From ESB to OpenShift: Elsevier's infrastructure has evolved as its business model changes
Director of software engineering Tom Perry explains the advantages of containers and microservices
For academic publishing company Elsevier, digital transformation has meant far more than simply releasing books and journals in electronic form, said Tom Perry, director of software engineering.
"We've rebuilt ourselves as an analytics company," he explained. " Where we're going towards now is providing services and platforms on top of our core data and adding knowledge platforms on top of that. So we're really evolving our business into real digital future."
For IT this means re-engineering the company's infrastructure for the API age. Previously, core data was managed on an enterprise service bus (ESB) using proprietary technologies, SOA and monolithic services.
The idea was to update this architecture so it could take data wherever it may reside - in the cloud or on premises in legacy applications - and make it available for analytics, visualisations or APIs with the ability to develop applications faster to improve speed to market.
ESB to JBoss
The first step was to move to what Perry calls a "macroservices" architecture, a halfway-house based on JBoss Fuse Registry. This migration, completed in 2015, allowed the team to package small services as OSGI containers using the Apache Camel framework.
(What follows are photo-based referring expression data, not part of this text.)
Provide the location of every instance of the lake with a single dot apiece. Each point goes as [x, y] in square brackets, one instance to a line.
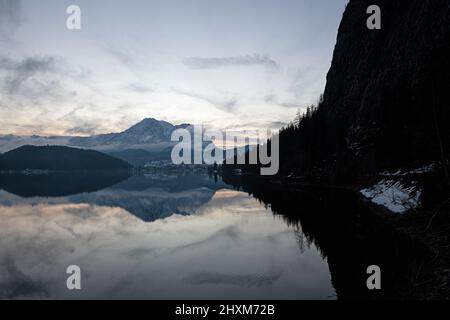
[187, 237]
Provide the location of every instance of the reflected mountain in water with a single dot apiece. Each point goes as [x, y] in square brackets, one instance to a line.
[349, 235]
[149, 197]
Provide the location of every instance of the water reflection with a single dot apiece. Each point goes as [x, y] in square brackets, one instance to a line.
[156, 238]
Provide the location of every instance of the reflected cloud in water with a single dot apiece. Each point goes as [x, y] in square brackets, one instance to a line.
[221, 244]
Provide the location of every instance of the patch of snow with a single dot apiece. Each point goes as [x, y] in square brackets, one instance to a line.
[393, 195]
[399, 173]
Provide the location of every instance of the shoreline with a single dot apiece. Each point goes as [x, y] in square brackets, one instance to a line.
[430, 228]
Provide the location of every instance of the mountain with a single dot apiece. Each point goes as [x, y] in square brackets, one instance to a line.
[147, 134]
[59, 158]
[385, 105]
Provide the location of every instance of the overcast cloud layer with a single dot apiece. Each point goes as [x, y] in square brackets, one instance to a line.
[224, 63]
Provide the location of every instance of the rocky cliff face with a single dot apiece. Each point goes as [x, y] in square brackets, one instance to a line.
[387, 100]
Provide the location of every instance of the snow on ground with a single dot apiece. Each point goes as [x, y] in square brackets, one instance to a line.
[399, 173]
[393, 195]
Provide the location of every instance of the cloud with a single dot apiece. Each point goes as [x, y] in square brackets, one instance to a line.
[10, 16]
[250, 280]
[238, 61]
[83, 129]
[274, 99]
[228, 104]
[139, 88]
[17, 72]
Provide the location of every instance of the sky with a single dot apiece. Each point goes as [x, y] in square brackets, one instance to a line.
[227, 64]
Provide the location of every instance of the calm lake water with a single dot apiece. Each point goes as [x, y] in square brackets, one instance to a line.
[152, 237]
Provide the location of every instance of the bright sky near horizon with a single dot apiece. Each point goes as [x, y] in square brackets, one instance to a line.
[225, 63]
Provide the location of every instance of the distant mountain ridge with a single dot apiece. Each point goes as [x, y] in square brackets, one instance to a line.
[148, 131]
[59, 158]
[149, 134]
[147, 141]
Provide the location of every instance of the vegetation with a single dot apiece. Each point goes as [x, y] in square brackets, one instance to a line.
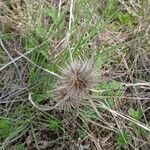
[74, 75]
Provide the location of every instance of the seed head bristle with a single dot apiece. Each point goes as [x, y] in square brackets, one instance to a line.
[75, 83]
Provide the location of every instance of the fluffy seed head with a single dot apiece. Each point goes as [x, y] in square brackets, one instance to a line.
[75, 83]
[77, 78]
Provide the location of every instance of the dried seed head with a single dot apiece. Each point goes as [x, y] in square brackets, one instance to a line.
[77, 78]
[75, 83]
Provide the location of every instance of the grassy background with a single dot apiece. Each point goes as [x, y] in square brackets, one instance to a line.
[39, 37]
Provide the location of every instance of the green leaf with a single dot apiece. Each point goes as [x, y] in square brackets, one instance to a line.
[122, 139]
[13, 135]
[136, 114]
[5, 128]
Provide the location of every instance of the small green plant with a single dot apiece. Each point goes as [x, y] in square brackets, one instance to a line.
[136, 114]
[5, 128]
[122, 138]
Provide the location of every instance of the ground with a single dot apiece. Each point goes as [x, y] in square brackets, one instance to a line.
[74, 75]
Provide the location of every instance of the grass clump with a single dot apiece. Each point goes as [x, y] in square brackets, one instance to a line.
[74, 75]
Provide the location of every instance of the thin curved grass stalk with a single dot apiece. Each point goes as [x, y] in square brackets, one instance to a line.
[42, 108]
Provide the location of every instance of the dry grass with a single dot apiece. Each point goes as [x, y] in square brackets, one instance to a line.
[110, 98]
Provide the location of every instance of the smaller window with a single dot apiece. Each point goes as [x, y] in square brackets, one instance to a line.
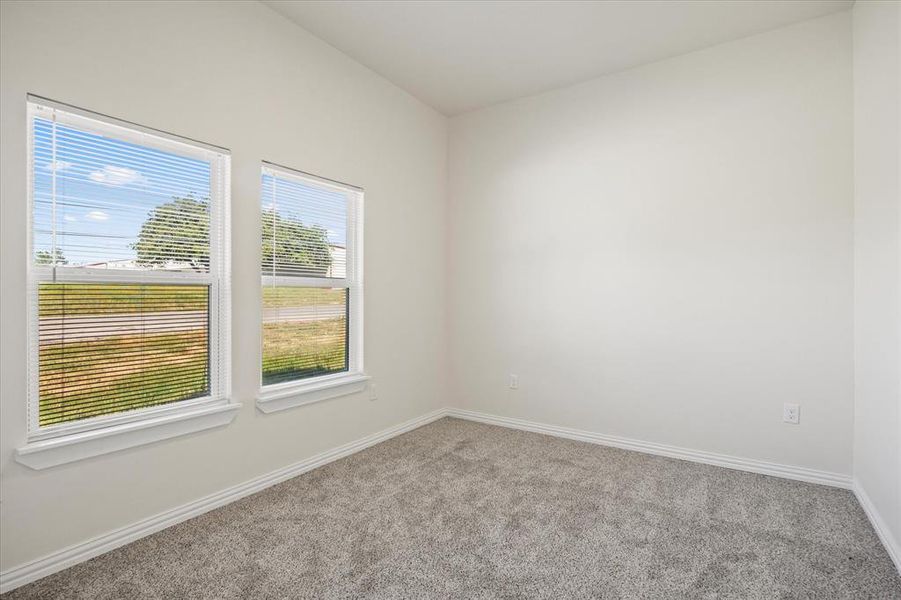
[311, 281]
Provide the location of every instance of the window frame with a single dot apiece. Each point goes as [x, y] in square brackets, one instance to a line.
[279, 396]
[183, 416]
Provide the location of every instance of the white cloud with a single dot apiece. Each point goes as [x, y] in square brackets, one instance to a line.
[116, 176]
[59, 165]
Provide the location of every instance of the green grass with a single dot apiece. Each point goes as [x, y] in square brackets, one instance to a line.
[284, 296]
[83, 379]
[297, 350]
[56, 299]
[92, 378]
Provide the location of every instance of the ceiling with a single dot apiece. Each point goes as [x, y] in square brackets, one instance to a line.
[462, 55]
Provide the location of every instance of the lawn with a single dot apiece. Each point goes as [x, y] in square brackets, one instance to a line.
[294, 350]
[113, 373]
[92, 378]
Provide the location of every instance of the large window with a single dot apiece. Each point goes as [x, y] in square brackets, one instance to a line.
[128, 271]
[312, 290]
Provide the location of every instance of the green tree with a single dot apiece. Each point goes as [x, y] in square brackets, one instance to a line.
[176, 232]
[45, 257]
[292, 248]
[179, 232]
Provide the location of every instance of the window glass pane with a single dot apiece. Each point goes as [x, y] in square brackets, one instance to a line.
[106, 203]
[304, 229]
[107, 348]
[304, 332]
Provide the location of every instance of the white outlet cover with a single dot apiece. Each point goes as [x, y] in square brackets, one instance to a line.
[791, 413]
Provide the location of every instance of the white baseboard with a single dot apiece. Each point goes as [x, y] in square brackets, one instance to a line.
[67, 557]
[62, 559]
[699, 456]
[885, 535]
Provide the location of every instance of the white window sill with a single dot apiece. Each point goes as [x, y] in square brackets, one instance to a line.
[281, 397]
[77, 446]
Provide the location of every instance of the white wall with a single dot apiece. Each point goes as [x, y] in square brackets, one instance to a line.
[239, 76]
[666, 253]
[877, 243]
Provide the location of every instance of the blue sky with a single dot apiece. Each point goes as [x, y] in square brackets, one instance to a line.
[105, 188]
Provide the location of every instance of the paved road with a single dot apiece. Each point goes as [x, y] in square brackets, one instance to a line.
[92, 327]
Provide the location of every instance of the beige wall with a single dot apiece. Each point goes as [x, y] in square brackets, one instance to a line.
[237, 75]
[665, 253]
[877, 244]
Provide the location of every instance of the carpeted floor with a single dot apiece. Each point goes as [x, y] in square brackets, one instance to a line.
[462, 510]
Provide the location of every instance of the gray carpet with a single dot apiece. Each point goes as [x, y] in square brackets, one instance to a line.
[463, 510]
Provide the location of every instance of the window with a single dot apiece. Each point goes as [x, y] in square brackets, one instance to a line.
[311, 286]
[128, 272]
"In terms of core development this was really good, But we still had relatively long development times," Perry said.
"We wanted to have a platform which was low maintenance that allowed us to develop and deploy quickly, provide access out, provide different versioning of APIs, as well as scalability, fault handling and recovery and those kind of aspects."
JBoss to OpenShift
A couple of years later containers and Kubernetes were enjoying rapid adoption. Perry said he was wary about jumping on the new shiny thing, but after a a proof-of-concept trial with Red Hat's container application platform OpenShift decided the time was right to move from "macroservice" to microservices, at least for amenable applications.
Such migations can be notoriously time-consuming but none of the services had to be rewritten, thanks to the use of Apache Camel and Java application framework Spring. The OSGI containers were simply repackaged using Springboot.
One of Kubernetes' chief benefits is self-healing and this resilience has already been proved. In October AWS Ireland went down for an hour. Many of Elsevier's back office systems reside in Amazon's Irish cloud and they went down with it. Systems had to be restarted.
"We spent a lot of effort restarting our platforms, making sure they were running and thateverything was there, but [OpenShift] was probably the one platform in the middle that nobody had to touch, it just worked. That really showed some of the benefits of what we're doing."
Among other benefits already seen at Elsevier are lower cost of support and infrastruture, the ability to autoscale of services to meet demand and faster development cycles. Eighteen months in and the core deployment is on track to see 65 APIs deployed on the platform by early next year. But this is just the start, said Perry.
"Our growth has really accelerated and yet there is a lot of room to grow this further within our organisation. We're looking at what we can do to expand to our other products, because a lot them are going onto a microservices/container architecture as well."
Optimisation
Initial results have been extremely promising then, but there are a number of optimisations required to ensure the platform scales to meet demand as services are migrated across and new ones added.
"Really it's starting to think more about how you develop your services, how you keep it more lightweight in terms of memory, otherwise you're going to be very memory-intensive and you're not going to scale in terms of the infrastructure as much as you'd like because you can put less onto the servers themselves," Perry explained.
"A lot of what we put on there is hardly touching the CPU but it's very memory intensive with the standard ways of developing with technologies such as Java, so we have been rethinking about how we develop services, how we manage dependencies, how we keep them more lightweight and we're still along that journey. We've come a long way from where we've started but I think it's something we can take a lot further."
In the spirit of keeping everything as light as possible Elsevier is also looking at serverless cloud, for tasks that run intermittently. "They can have very quick startup time but they're not using any memory or CPU footprint at any time so it allows you to scale your platform a bit further as well."
Ultimately the plan is to move more and more services onto the container platform as microservices and to use OpenShift as the primary place where new products are developed.